BY Robert BellPublished May 18, 2013

7
In the opening moments of Marçal Forés' deliberately oblique, subtly fantastical coming-of-age parable, Animals, wildlife is juxtaposed with the lights and cement of human life. A girl, later known as Clara (Maria Rodríguez), awakens from a haze to jump in the water with a group of girls, disappearing for a short time only to emerge on the other side of the lake, much to the confusion and terror of those around her.

As framed, there's an otherworldly suggestion that links life and death, giving the reality presented a hazy disposition, which is exacerbated by the follow-up scene, which features Pol (Oriol Pla), our protagonist, walking in the woods having a conversation with Deerhoof, a walking and talking teddy bear, speaking in mechanized computer English while Pol speaks in Catalan. Chiefly, they discuss the cryptic ending of a comic book, which perplexes Pol but leaves Deerhoof enraptured, noting how much he loves it when characters are forced to die for their passions.

Death and passion are recurring themes throughout Animals: Pol shies away from adult responsibilities, such as exams and a sexual awakening, living instead in a vacuum of boyhood fantasy, playing in a band—filmed subjectively with full glitter and lighting effects—with Deerhoof. His best friend Laia (Roser Tapias) has a barely veiled crush on her friend; though his interests lie chiefly with Ikari (Augustus Prew), a moody new student that has his nose in violent anime when not setting off with the similarly enigmatic Clara.

Sex and death are mirrored throughout, with deer, dogs and rabbits often playing victim to the complications and oversights of humans, winding up on the receiving end of out of control cars or interfering with difficult situations at inopportune moments. Their mortality and eerie omnipresence exaggerates the confusion brought on by the inexplicable disappearance of Clara, which, as presented by the adults, is left a mystery to the children who they feel are incapable of understanding or responding to her death.
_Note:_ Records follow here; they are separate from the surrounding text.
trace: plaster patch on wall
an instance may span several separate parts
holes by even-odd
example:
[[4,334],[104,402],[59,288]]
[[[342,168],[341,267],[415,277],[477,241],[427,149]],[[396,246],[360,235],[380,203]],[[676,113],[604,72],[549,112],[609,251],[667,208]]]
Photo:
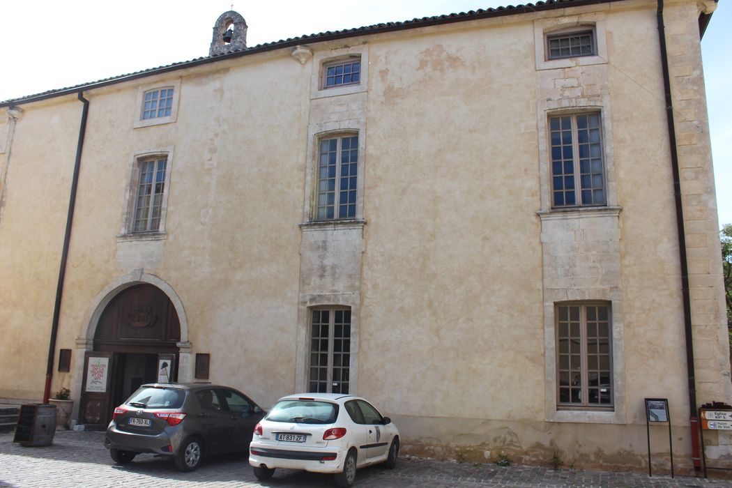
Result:
[[165,244],[165,241],[163,239],[118,241],[117,269],[162,268]]
[[427,48],[420,53],[419,64],[417,70],[431,70],[440,73],[444,73],[446,70],[454,70],[466,66],[462,58],[451,54],[445,50],[441,44]]

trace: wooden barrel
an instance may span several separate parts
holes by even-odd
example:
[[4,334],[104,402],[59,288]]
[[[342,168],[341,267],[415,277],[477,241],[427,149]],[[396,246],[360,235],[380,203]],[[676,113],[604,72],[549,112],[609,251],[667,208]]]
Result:
[[51,446],[55,433],[56,405],[36,403],[20,407],[15,442],[32,447]]

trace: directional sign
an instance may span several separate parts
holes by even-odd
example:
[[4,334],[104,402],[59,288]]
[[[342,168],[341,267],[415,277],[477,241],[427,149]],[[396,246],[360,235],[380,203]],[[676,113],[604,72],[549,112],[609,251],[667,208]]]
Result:
[[732,430],[732,421],[730,420],[703,420],[701,428],[706,430]]
[[701,418],[705,420],[732,420],[732,410],[703,410]]

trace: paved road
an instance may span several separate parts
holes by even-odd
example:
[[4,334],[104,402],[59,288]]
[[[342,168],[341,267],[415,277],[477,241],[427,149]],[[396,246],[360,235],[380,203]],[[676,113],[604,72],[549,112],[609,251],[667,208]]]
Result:
[[[59,431],[53,445],[23,447],[12,434],[0,434],[0,488],[84,487],[332,487],[329,476],[278,470],[267,481],[254,478],[245,456],[204,461],[193,473],[177,471],[173,462],[143,454],[126,466],[115,465],[102,445],[102,432]],[[476,488],[477,487],[641,487],[643,488],[732,488],[732,481],[697,478],[671,479],[630,473],[604,473],[545,468],[446,462],[403,457],[395,470],[367,468],[358,472],[362,488]]]

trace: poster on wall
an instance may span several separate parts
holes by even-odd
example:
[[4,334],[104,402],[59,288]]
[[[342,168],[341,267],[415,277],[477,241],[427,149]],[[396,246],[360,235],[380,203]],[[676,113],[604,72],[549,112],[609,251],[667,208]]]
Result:
[[108,375],[109,358],[90,356],[86,367],[86,391],[105,393]]
[[173,361],[170,359],[157,360],[157,383],[170,383]]

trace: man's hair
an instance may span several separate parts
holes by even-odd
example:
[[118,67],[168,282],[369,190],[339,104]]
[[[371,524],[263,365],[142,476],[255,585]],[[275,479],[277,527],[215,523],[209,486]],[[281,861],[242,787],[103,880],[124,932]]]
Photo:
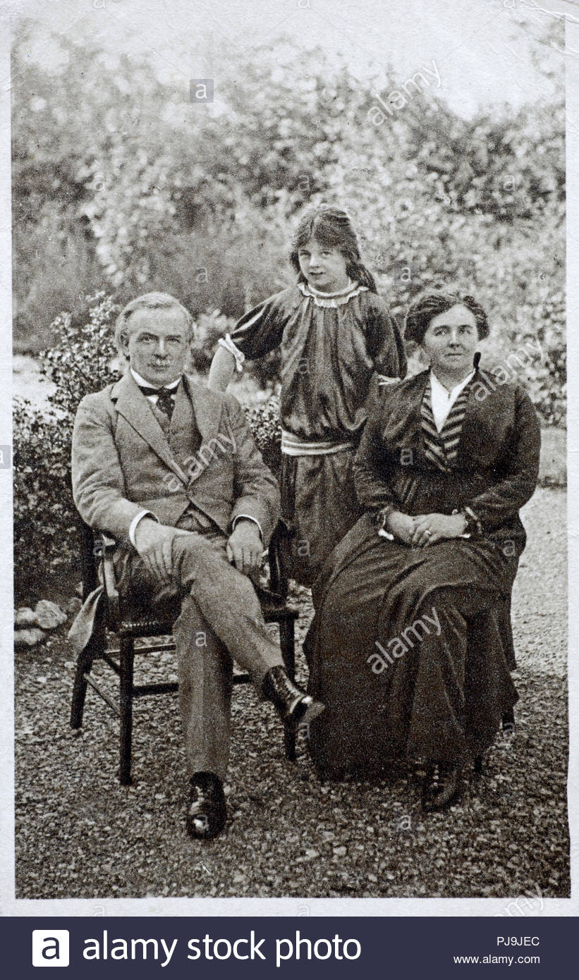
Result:
[[489,321],[480,303],[473,296],[460,296],[458,293],[425,293],[415,303],[412,303],[405,320],[405,340],[413,340],[421,344],[431,319],[454,306],[463,306],[472,314],[476,320],[478,339],[483,340],[489,335]]
[[126,339],[130,332],[130,329],[127,329],[127,322],[135,310],[179,310],[187,323],[187,341],[193,339],[193,318],[174,296],[169,296],[169,293],[144,293],[142,296],[137,296],[136,300],[127,303],[117,318],[115,343],[121,354],[122,354],[121,341]]

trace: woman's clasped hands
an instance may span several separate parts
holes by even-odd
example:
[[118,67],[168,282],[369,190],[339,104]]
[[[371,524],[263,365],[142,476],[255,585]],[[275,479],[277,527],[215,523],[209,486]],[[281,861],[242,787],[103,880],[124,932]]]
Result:
[[393,511],[386,527],[404,544],[423,548],[448,538],[459,538],[466,530],[466,518],[462,514],[419,514],[412,517]]

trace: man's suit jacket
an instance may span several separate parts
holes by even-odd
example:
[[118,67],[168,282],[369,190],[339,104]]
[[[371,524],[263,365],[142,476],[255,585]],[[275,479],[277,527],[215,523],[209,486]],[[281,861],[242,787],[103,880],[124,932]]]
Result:
[[223,534],[236,516],[255,518],[266,546],[279,515],[279,492],[239,403],[185,375],[171,430],[178,435],[192,421],[201,446],[179,465],[130,371],[86,395],[72,432],[72,494],[86,523],[126,544],[131,521],[143,509],[174,526],[191,502],[208,526]]
[[[237,516],[254,518],[266,547],[279,517],[279,490],[237,400],[185,375],[170,429],[173,445],[186,445],[193,430],[201,445],[175,460],[169,437],[130,371],[82,399],[72,431],[72,494],[83,520],[128,548],[130,524],[139,512],[151,511],[173,527],[193,505],[202,527],[224,535]],[[71,627],[69,638],[78,651],[90,640],[101,595],[99,586]]]

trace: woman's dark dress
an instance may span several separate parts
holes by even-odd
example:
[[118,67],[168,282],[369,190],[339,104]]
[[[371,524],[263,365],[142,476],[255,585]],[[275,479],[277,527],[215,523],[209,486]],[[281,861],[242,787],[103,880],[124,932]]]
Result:
[[377,376],[406,373],[404,344],[384,301],[358,283],[334,298],[305,283],[284,289],[245,314],[230,339],[250,361],[280,348],[283,429],[303,442],[342,446],[282,455],[282,515],[295,532],[289,570],[311,585],[362,513],[354,455]]
[[[314,586],[310,690],[326,710],[310,748],[329,775],[402,756],[461,764],[517,700],[508,611],[525,545],[518,510],[539,471],[537,416],[521,387],[477,371],[445,472],[425,455],[428,378],[383,389],[354,466],[366,513]],[[374,519],[390,504],[410,514],[468,507],[481,533],[424,548],[390,541]]]

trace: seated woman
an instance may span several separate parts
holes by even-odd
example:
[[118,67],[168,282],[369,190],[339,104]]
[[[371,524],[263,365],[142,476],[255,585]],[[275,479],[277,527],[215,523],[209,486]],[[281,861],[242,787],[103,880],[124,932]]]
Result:
[[479,369],[488,332],[470,296],[410,308],[430,368],[380,389],[355,463],[365,514],[314,585],[306,644],[320,775],[421,759],[426,810],[457,799],[517,700],[508,611],[540,429],[520,385]]

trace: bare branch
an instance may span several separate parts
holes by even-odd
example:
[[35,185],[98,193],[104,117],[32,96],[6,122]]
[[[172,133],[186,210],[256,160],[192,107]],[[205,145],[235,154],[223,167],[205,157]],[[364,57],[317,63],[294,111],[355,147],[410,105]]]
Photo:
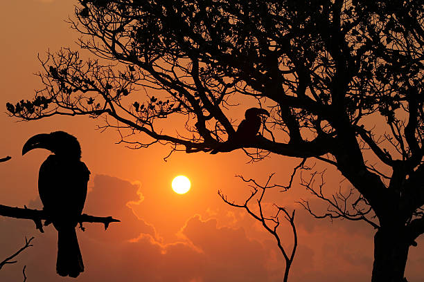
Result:
[[[0,205],[0,216],[15,218],[30,219],[35,223],[35,228],[41,232],[44,232],[43,225],[41,220],[46,220],[44,225],[50,222],[49,217],[44,210],[31,209],[26,206],[22,209]],[[106,229],[111,223],[118,223],[121,222],[121,220],[113,218],[112,216],[93,216],[83,214],[80,216],[78,222],[81,223],[85,222],[103,223],[105,225],[105,229]]]
[[[34,237],[31,237],[29,240],[25,237],[25,245],[18,250],[15,254],[6,258],[3,261],[0,262],[0,270],[6,264],[12,264],[16,263],[17,261],[12,261],[16,256],[17,256],[21,252],[22,252],[25,249],[33,247],[31,244],[31,241],[34,239]],[[25,269],[25,268],[24,268]]]
[[[299,165],[296,167],[296,168],[294,169],[293,175],[296,172],[297,169],[298,169],[299,168],[300,168],[303,165],[305,160],[303,160]],[[270,234],[271,234],[274,236],[274,238],[276,241],[279,249],[280,250],[280,252],[281,252],[281,254],[284,256],[284,259],[285,260],[285,271],[284,271],[283,281],[287,282],[288,279],[288,274],[289,274],[290,266],[292,265],[292,263],[293,262],[294,254],[296,253],[296,249],[297,247],[297,233],[296,232],[296,226],[294,225],[294,211],[293,211],[292,213],[290,214],[288,213],[288,212],[285,207],[280,207],[274,204],[274,207],[275,207],[277,209],[277,212],[275,214],[275,215],[272,216],[270,218],[267,218],[263,214],[262,200],[263,200],[263,197],[265,196],[265,191],[267,189],[269,189],[271,188],[275,188],[275,187],[285,188],[285,189],[288,189],[288,188],[286,188],[287,187],[275,185],[275,184],[270,185],[270,182],[271,180],[271,178],[274,176],[274,173],[272,173],[268,177],[268,179],[265,185],[259,185],[256,182],[255,180],[251,179],[251,178],[246,179],[242,176],[236,176],[236,177],[240,178],[245,182],[254,184],[254,185],[249,185],[251,188],[253,188],[253,191],[251,191],[251,195],[247,198],[247,199],[245,201],[245,203],[242,205],[236,204],[233,201],[229,201],[227,199],[227,196],[224,195],[222,191],[220,190],[219,190],[218,193],[218,195],[222,199],[222,200],[224,200],[224,202],[226,203],[227,204],[231,205],[231,207],[245,209],[251,217],[255,218],[256,220],[262,223],[262,225],[265,229],[265,230],[267,230]],[[292,180],[293,175],[292,175],[291,180]],[[290,180],[289,187],[291,185],[291,180]],[[254,198],[256,196],[257,196],[258,192],[259,191],[260,193],[258,195],[258,197],[257,197],[258,198],[256,199],[257,207],[259,210],[259,212],[257,213],[257,212],[255,212],[254,210],[252,210],[249,207],[249,202],[251,200],[251,199]],[[292,249],[292,251],[290,252],[290,254],[288,254],[286,250],[284,249],[284,247],[281,245],[281,240],[280,238],[280,236],[277,231],[277,228],[280,225],[280,221],[279,218],[279,214],[281,212],[282,212],[284,214],[284,218],[290,223],[290,226],[292,227],[292,232],[293,234],[293,247]]]

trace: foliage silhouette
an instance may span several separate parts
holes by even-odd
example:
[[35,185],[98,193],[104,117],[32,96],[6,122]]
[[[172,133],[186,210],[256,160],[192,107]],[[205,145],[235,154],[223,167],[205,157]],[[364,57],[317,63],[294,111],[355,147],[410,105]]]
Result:
[[[335,167],[353,194],[326,196],[312,185],[317,173],[303,185],[331,203],[323,216],[376,229],[372,281],[403,279],[424,232],[423,1],[79,3],[70,24],[96,58],[48,53],[44,87],[8,103],[11,115],[101,116],[134,148],[215,152],[233,139],[236,105],[256,102],[270,113],[264,134],[231,149]],[[186,131],[162,131],[181,116]],[[127,138],[136,133],[148,137]]]

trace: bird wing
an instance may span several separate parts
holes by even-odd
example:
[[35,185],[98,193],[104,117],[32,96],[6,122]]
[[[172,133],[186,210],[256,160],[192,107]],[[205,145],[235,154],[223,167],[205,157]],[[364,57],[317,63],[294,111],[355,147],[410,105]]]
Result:
[[85,164],[79,160],[63,160],[51,155],[43,162],[39,168],[38,191],[53,224],[56,218],[75,221],[81,214],[89,175]]

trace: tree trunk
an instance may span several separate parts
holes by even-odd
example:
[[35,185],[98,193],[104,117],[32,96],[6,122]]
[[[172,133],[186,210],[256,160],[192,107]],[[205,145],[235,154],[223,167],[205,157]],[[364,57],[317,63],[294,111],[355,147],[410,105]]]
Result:
[[401,228],[380,228],[374,236],[371,282],[402,282],[409,242]]

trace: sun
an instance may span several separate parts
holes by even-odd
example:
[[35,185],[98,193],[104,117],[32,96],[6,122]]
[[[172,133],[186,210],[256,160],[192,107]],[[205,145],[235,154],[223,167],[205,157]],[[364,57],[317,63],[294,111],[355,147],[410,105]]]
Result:
[[190,180],[184,176],[178,176],[173,180],[173,190],[177,194],[186,194],[190,190]]

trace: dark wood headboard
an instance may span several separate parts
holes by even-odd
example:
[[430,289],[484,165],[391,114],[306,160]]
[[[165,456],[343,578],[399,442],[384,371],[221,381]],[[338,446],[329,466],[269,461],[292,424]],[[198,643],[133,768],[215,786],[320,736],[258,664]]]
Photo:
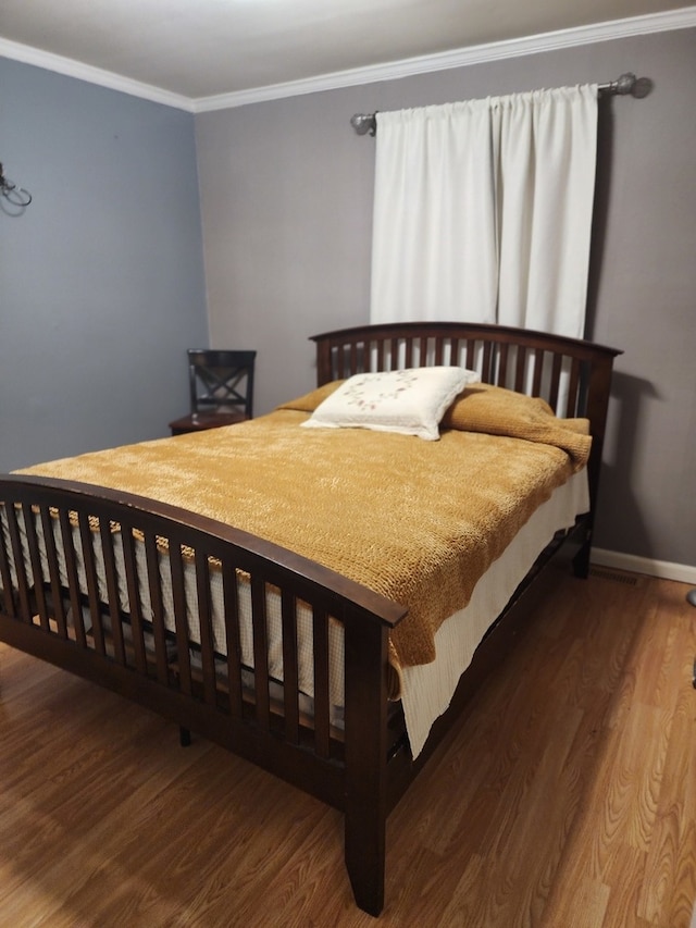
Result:
[[484,383],[542,396],[558,416],[589,419],[588,465],[593,504],[616,348],[505,325],[468,322],[393,322],[312,336],[318,384],[369,371],[457,364]]

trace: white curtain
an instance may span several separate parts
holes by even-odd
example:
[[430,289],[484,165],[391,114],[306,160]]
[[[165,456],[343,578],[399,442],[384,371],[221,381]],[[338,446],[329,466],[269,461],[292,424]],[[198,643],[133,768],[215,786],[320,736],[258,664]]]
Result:
[[597,86],[376,119],[371,320],[582,337]]

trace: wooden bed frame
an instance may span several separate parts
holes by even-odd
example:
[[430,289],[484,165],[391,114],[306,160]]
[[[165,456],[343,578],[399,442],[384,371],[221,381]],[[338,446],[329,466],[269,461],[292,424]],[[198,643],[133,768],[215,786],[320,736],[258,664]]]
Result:
[[[290,550],[233,527],[153,500],[67,481],[7,475],[0,479],[8,539],[0,532],[0,640],[107,686],[224,745],[238,755],[330,803],[345,815],[345,859],[357,904],[378,915],[384,904],[386,820],[409,783],[460,710],[487,663],[497,660],[505,629],[517,628],[527,592],[563,546],[574,554],[575,573],[588,569],[594,507],[614,349],[552,335],[490,325],[407,323],[349,329],[314,336],[318,383],[363,370],[461,363],[484,382],[544,395],[559,414],[586,416],[593,438],[588,463],[592,511],[557,536],[520,585],[496,631],[480,647],[448,713],[435,723],[414,762],[399,704],[387,701],[388,635],[403,617],[396,603]],[[559,393],[560,391],[560,393]],[[77,519],[87,589],[77,579]],[[110,523],[121,527],[125,578],[119,578]],[[24,545],[28,549],[23,555]],[[138,573],[134,533],[145,543],[147,578]],[[42,536],[42,541],[41,541]],[[101,544],[95,554],[94,539]],[[163,620],[161,556],[169,540],[176,632]],[[57,547],[64,550],[69,582],[59,578]],[[194,549],[200,616],[200,660],[189,656],[184,559]],[[184,550],[184,555],[182,554]],[[96,564],[96,558],[100,564]],[[226,673],[215,664],[211,631],[210,574],[222,572],[227,635]],[[12,567],[16,581],[13,581]],[[97,570],[108,595],[99,595]],[[237,583],[251,578],[254,666],[251,693],[243,686]],[[127,586],[128,614],[119,605]],[[147,583],[151,610],[138,584]],[[270,689],[266,653],[266,591],[279,591],[284,630],[283,693]],[[538,587],[537,587],[538,589]],[[4,592],[1,592],[4,591]],[[297,603],[312,611],[314,715],[308,721],[297,694]],[[88,619],[85,621],[84,616]],[[344,627],[345,729],[332,727],[328,696],[328,617]]]

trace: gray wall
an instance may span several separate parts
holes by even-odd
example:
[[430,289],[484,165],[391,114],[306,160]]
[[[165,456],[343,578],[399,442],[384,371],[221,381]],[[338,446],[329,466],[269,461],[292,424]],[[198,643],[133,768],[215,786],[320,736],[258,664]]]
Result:
[[0,59],[0,471],[169,434],[208,343],[194,117]]
[[258,348],[258,412],[313,384],[315,332],[369,315],[374,143],[353,112],[655,82],[601,104],[588,335],[623,348],[600,547],[696,565],[696,30],[197,116],[211,343]]

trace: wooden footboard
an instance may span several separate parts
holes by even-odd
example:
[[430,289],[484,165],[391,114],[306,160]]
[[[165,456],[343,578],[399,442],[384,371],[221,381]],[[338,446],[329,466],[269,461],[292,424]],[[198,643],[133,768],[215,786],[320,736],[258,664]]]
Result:
[[[356,898],[381,908],[387,639],[403,608],[263,540],[103,487],[7,477],[0,516],[0,639],[344,811]],[[213,620],[220,595],[222,624]],[[279,683],[268,661],[272,598],[283,636]],[[308,616],[311,719],[298,684],[298,626]],[[343,730],[332,725],[330,639],[337,624]],[[245,635],[253,667],[243,665]]]

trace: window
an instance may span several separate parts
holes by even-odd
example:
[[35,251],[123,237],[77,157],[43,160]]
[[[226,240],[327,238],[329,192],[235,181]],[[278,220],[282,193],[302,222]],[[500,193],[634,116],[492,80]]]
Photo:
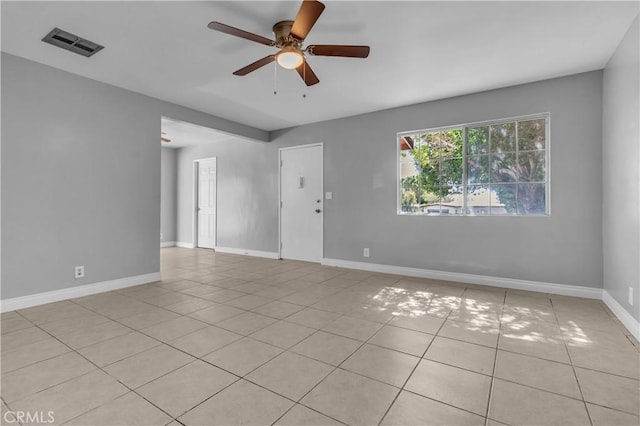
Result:
[[398,149],[399,214],[549,214],[549,114],[399,133]]

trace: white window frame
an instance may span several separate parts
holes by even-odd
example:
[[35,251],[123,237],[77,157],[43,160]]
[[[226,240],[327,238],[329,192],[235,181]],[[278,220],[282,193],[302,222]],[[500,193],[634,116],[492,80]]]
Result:
[[[482,215],[474,215],[467,213],[467,130],[469,128],[474,127],[483,127],[483,126],[491,126],[491,125],[499,125],[504,123],[512,123],[518,121],[530,121],[530,120],[545,120],[545,213],[544,214],[535,214],[535,215],[526,215],[526,214],[518,214],[518,213],[507,213],[507,214],[482,214]],[[402,211],[402,194],[401,194],[401,179],[402,179],[402,171],[400,165],[401,159],[401,149],[400,149],[400,139],[403,136],[414,135],[416,133],[431,133],[431,132],[442,132],[442,131],[450,131],[461,129],[463,131],[463,147],[462,147],[462,188],[463,188],[463,197],[462,197],[462,213],[461,214],[428,214],[424,212],[405,212]],[[517,129],[516,126],[516,158],[517,153],[519,152],[518,143],[517,143]],[[489,155],[491,155],[489,153]],[[397,185],[396,185],[396,214],[398,216],[428,216],[428,217],[526,217],[526,218],[544,218],[551,217],[551,113],[543,112],[529,115],[520,115],[515,117],[507,117],[500,118],[495,120],[484,120],[484,121],[476,121],[470,123],[463,123],[458,125],[449,125],[449,126],[441,126],[441,127],[431,127],[427,129],[420,130],[410,130],[398,132],[396,134],[396,167],[397,167]]]

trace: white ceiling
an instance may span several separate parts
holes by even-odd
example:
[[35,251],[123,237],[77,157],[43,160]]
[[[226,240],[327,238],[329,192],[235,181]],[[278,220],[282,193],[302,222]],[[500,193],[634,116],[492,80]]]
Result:
[[184,148],[185,146],[203,145],[212,142],[242,140],[242,138],[219,130],[168,117],[162,117],[161,129],[164,133],[162,136],[171,140],[171,142],[162,143],[164,148]]
[[[274,130],[601,69],[638,13],[637,1],[326,1],[306,44],[366,44],[368,59],[311,57],[310,88],[273,65],[232,75],[275,49],[207,24],[271,38],[299,4],[2,1],[2,50]],[[56,26],[105,48],[87,59],[41,42]]]

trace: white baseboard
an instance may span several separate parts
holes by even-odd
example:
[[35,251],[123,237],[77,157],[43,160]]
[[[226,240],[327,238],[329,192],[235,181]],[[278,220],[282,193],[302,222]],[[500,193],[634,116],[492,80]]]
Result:
[[536,291],[540,293],[560,294],[564,296],[586,297],[601,299],[602,289],[593,287],[573,286],[566,284],[526,281],[513,278],[490,277],[486,275],[462,274],[458,272],[434,271],[430,269],[407,268],[404,266],[379,265],[376,263],[353,262],[340,259],[322,259],[326,266],[358,269],[362,271],[380,272],[385,274],[405,275],[409,277],[429,278],[434,280],[455,281],[467,284],[479,284],[494,287],[511,288],[515,290]]
[[118,278],[111,281],[63,288],[47,291],[45,293],[30,294],[28,296],[14,297],[0,301],[0,312],[15,311],[16,309],[30,308],[46,303],[59,302],[60,300],[74,299],[76,297],[89,296],[105,291],[118,290],[125,287],[133,287],[140,284],[160,281],[160,272],[136,275],[133,277]]
[[218,253],[243,254],[245,256],[264,257],[267,259],[280,259],[280,254],[273,251],[246,250],[231,247],[216,247],[214,250]]
[[631,332],[636,340],[640,340],[640,322],[638,322],[607,290],[602,291],[602,301],[611,309],[620,322]]

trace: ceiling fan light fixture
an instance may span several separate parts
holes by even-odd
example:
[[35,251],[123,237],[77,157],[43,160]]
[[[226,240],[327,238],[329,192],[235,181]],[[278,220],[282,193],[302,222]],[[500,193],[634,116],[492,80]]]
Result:
[[276,56],[276,61],[282,68],[293,70],[302,65],[304,58],[299,50],[288,46],[282,48]]

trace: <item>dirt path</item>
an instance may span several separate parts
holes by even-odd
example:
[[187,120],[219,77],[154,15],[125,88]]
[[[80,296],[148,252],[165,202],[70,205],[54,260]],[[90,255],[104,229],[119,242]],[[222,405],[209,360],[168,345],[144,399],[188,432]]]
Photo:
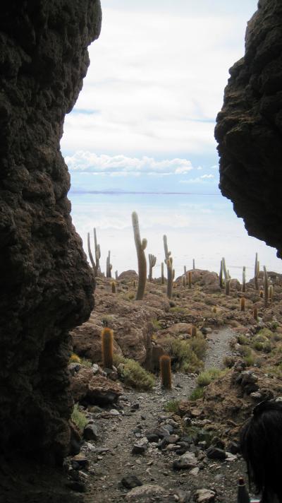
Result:
[[[206,368],[221,366],[223,357],[231,354],[228,341],[233,336],[233,333],[228,329],[209,334]],[[82,451],[90,461],[89,471],[85,473],[86,503],[123,502],[128,490],[121,484],[121,480],[123,477],[133,474],[144,485],[157,485],[166,490],[168,497],[161,497],[159,501],[181,501],[181,498],[177,499],[177,491],[180,489],[187,493],[190,490],[210,488],[211,485],[218,493],[218,501],[228,500],[224,497],[221,499],[221,493],[226,490],[231,491],[229,494],[231,495],[234,494],[235,497],[235,487],[233,485],[238,468],[241,468],[241,462],[236,459],[223,463],[208,461],[207,458],[206,461],[204,459],[203,454],[202,462],[199,463],[199,473],[190,475],[187,471],[173,469],[173,461],[179,458],[175,449],[161,450],[157,444],[149,443],[143,455],[132,454],[133,445],[142,439],[145,439],[148,430],[154,430],[160,423],[171,422],[172,414],[165,412],[164,405],[171,400],[187,398],[195,386],[193,374],[175,374],[171,392],[164,391],[159,383],[149,393],[125,390],[114,412],[93,415],[98,426],[99,440],[94,446],[86,444],[82,447]],[[171,427],[173,430],[174,427]],[[177,431],[172,431],[173,434],[176,432]]]

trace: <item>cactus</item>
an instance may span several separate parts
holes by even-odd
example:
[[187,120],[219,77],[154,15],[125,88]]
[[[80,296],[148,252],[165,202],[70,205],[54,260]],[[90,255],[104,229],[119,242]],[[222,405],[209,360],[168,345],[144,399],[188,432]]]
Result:
[[159,359],[161,386],[166,389],[171,389],[171,360],[168,355],[162,355]]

Throughout, Pol's simultaneous rejection and reliance on his imaginary friend represents his own inability to come to terms with an adult world where death and failure are possibilities. His interpretation of hostile romantic feelings—involving bodily mutilation and wounds as gender-bending, sexualized visual stimuli in a Crash sort of way—is complicated by his naivety. Having an innocence about him, he is easily exploited by an idealized sense of longing that he's as terrified of as he is driven. As Deerhoof outlines earlier, passion is a dangerous force unconscious of mortality.

As Forés frames these issues, as filtered through a world that is slightly awry (where is this Catalan/English school supposed to be, and what happened to Pol's parents?), there is a dreamlike sensibility that forced childhood and adulthood together, just as life and death are inevitably made one. Eduard Grau's cinematography captures this complicated—and potentially alienating—tone and world perfectly, having a sun-drenched hue and slightly unnatural vibe to it all that is beautiful as it is confounding and magnetic.

The flow of it all does struggle with some less than fluid narrative transitions and the very nature of creating a reality-adjacent universe, but considering that this is essentially experiential, expressionist cinema, where feeling and interpretation is more important that surface logic, these structural hiccups are easily ignored.

It's true that Forés owes a lot to Richard Kelly's Donnie Darko, having a similar dark fantasy tone emerging from the self-hatred and worldly rage associated with abject sexual awakening, but he's taken the format in a different direction. He's externalized the homosexual yearning and interpretation of the "other" and simplified the representation of adult hypocrisy as an imposing force on those vacillating between maturity and youthful idealism. Pol is more a victim of socially imposed expectation than he is an aggressor attempting to expose the absurdity of it all.

Here, just as humans and animals are presented as flawed creatures of instinct, innocence isn't made heroic, instead having a life of its own that unfortunately, like everything else, has to die.